America’s solar industry has boomed in recent years, and is slated for a big boost from the Democrats’ recently passed climate bill. Yet solar still only accounts for about 3 percent of electricity flowing into America’s grid—less than one-seventh the share from coal. If we want to phase out fossil fuels and accommodate an electric vehicle revolution, the sun’s contribution has to rise dramatically—and fast. But where to put all the panels?
The best places for solar installations, according to a 2019 study from the University of Utah and Oregon State, tend to be the areas where we already grow our food. That’s because, just like sun-loving tomato plants that fare poorly when the mercury creeps north of 85 °F, photovoltaic (PV) panels lose their efficiency at higher temperatures. But that doesn’t mean we have to starve ourselves to keep lights on and cars humming. By elevating solar panels far enough above the ground so people, plants, and animals can operate underneath, we can “essentially harvest the sun twice,” says University of Arizona researcher Greg Barron-Gafford. Enough sunlight to grow crops gets past the panels, which also act as a shield against extreme heat, drought, and storms.
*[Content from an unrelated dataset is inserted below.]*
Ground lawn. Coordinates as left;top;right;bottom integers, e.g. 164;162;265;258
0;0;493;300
Barron-Gafford is part of a loose global network of scientists, solar proponents, and farmers working to deploy agrivoltaics, the emerging practice of integrating solar installations with working farmland. His corner of the world, the American Southwest, is experiencing searing temperatures and diminishing water resources as the Colorado River dries up, forcing cuts in water deliveries to farms. Solar panels reduce the amount of sunlight hitting the soil, “which means you have less evaporation of water,” he says. “It doesn’t just burn off. It’s there so the plants can use it.”
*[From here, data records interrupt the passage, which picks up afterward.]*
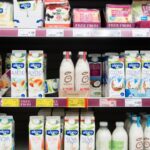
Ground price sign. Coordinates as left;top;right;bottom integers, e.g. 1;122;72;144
2;98;20;107
36;98;54;107
18;29;36;37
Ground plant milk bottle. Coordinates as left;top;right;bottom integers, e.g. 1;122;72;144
112;122;128;150
59;51;74;91
75;51;90;91
29;116;44;150
144;116;150;150
129;116;143;150
96;122;111;150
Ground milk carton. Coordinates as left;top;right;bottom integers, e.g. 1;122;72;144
80;116;95;150
11;50;27;97
125;51;141;97
64;116;79;150
45;116;61;150
0;116;15;150
141;51;150;97
29;116;44;150
107;56;125;97
28;51;44;97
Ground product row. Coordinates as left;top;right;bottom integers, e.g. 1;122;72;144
0;0;150;28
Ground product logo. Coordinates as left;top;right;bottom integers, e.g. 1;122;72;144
128;63;140;69
29;63;42;69
30;130;42;135
82;130;94;136
111;63;123;69
20;3;31;9
12;63;24;69
47;130;59;136
66;130;78;136
0;130;10;135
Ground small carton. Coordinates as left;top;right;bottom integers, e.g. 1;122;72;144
125;51;141;97
11;50;27;97
108;56;125;98
64;116;79;150
0;116;15;150
45;116;61;150
140;51;150;97
80;115;95;150
28;51;44;97
29;116;44;150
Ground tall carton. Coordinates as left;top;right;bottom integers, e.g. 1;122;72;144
28;51;44;97
11;50;27;97
45;116;61;150
29;116;44;150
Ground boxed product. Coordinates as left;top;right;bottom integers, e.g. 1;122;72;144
132;0;150;28
11;50;27;97
13;0;44;28
29;116;44;150
45;116;61;150
106;4;134;28
28;51;45;97
73;8;101;28
0;0;13;27
45;0;71;27
125;51;141;97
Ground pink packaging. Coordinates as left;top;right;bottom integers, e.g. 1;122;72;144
106;4;134;28
73;8;101;28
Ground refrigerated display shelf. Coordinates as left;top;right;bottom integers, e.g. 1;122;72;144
0;98;150;108
0;28;150;38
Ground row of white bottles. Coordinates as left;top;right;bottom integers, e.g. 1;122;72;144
60;51;90;91
96;116;150;150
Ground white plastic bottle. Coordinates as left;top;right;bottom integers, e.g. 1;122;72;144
129;116;143;150
112;122;128;150
144;116;150;150
59;51;74;91
96;122;111;150
75;52;90;91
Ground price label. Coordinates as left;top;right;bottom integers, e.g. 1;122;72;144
36;98;54;107
67;98;86;108
18;29;36;37
100;99;117;107
125;98;142;107
2;98;20;107
46;29;64;37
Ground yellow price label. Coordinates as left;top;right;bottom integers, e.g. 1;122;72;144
67;98;87;107
2;98;20;107
36;98;54;107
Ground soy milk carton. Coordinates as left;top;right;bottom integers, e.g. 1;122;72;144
80;116;95;150
28;51;44;97
45;116;61;150
141;51;150;97
29;116;44;150
64;116;79;150
11;50;27;97
125;51;141;97
107;56;125;97
0;116;15;150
Barron-Gafford and his team were able to triple the yield of chiltepin peppers, wild chiles common to the area, by growing them under PV panels on test plots vs. unshaded control plots; cherry tomato output doubled. What’s more, the soil on the PV plots retained 5 to 15 percent more moisture between waterings. “The plants aren’t just freeloading under the solar,” adds Barron-Gafford; they actually help the panels become more efficient. “Every time plants open their pores to let carbon dioxide in, water escapes,” he explains. This lowers the temperature beneath the panels—the same way restaurant misters make outdoor dining bearable in scorching heat. The cooling effect, the researchers calculated, resulted in a 3 percent bump in electricity production during the growing season.
In sunny flatlands near Boulder, Colorado, Barron-Gafford and his team are also working with Jack’s Solar Garden, a former hay farm that is now cultivating 5 acres of vegetables under solar panels and testing multiple crop varieties to see which will thrive in partial shade. Normally, those crops would need twice-daily watering. With the panels, every other day suffices, Barron-Gafford tells me.
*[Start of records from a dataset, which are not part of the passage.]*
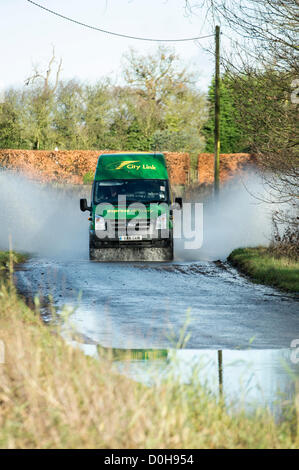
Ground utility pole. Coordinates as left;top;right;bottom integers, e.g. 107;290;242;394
214;26;220;196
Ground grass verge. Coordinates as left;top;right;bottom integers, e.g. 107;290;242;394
0;250;299;449
228;247;299;292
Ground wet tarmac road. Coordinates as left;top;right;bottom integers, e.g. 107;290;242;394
16;256;299;349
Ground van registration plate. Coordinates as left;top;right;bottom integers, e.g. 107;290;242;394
119;235;142;242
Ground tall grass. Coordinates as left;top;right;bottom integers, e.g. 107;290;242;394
228;247;299;292
0;252;299;449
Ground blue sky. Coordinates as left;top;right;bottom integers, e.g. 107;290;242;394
0;0;231;90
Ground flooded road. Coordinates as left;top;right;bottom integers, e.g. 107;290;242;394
17;258;299;349
0;174;299;415
16;252;299;420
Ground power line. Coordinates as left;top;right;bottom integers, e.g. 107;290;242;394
27;0;214;42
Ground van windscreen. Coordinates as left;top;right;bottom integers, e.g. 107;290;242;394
93;179;170;204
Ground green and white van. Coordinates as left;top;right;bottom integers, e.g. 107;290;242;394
80;153;182;261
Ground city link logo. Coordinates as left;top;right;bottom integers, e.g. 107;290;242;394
107;160;157;171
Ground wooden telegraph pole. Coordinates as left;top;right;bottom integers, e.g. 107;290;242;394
214;26;220;195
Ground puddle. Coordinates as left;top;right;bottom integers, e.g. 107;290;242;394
77;344;299;421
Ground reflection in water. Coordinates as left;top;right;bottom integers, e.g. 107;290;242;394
84;345;299;420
In the relatively temperate northeast, University of Massachusetts, Amherst, researchers spent five years growing broccoli, chard, kale, and peppers under solar panels. There the solar plots typically had slightly lower crop yields than the controls, but equivalent yields during the hotter-than-usual 2016 season—all while churning out valuable electricity. Researchers from Oregon State and the Indian Institute of Technology, Indore, recently calculated that devoting nearly 1 percent of US farmland to agrivoltaics—8.3 million acres, about the size of Maryland—would satisfy about 20 percent of the nation’s electricity demand, as coal now does, while producing ample food and creating 100,000 new jobs. This, they wrote, would be a “rare chance for true synergy: more food, more energy, lower water demand, lower carbon emissions, and more prosperous rural communities.”
Neither solar developers nor farmers have yet shown an appetite for the estimated $9.4 billion annual investment required to accomplish the feat described above. But the Inflation Reduction Act—which commits $20 billion over 10 years to farm conservation programs and solar expansion—might be the spur. “We can put solar in less-efficient places like rooftops,” Barron-Gafford says, or “out in the middle of nowhere where nobody sees it—but then you pay for all those transmission lines,” and the jobs are far from population centers. The best locations, he says, would be on the outskirts of cities “where lots of food production takes place.” There, farmers can gain a new revenue stream to supplement food sales: getting paid to generate electricity—and enjoy a little shade to boot.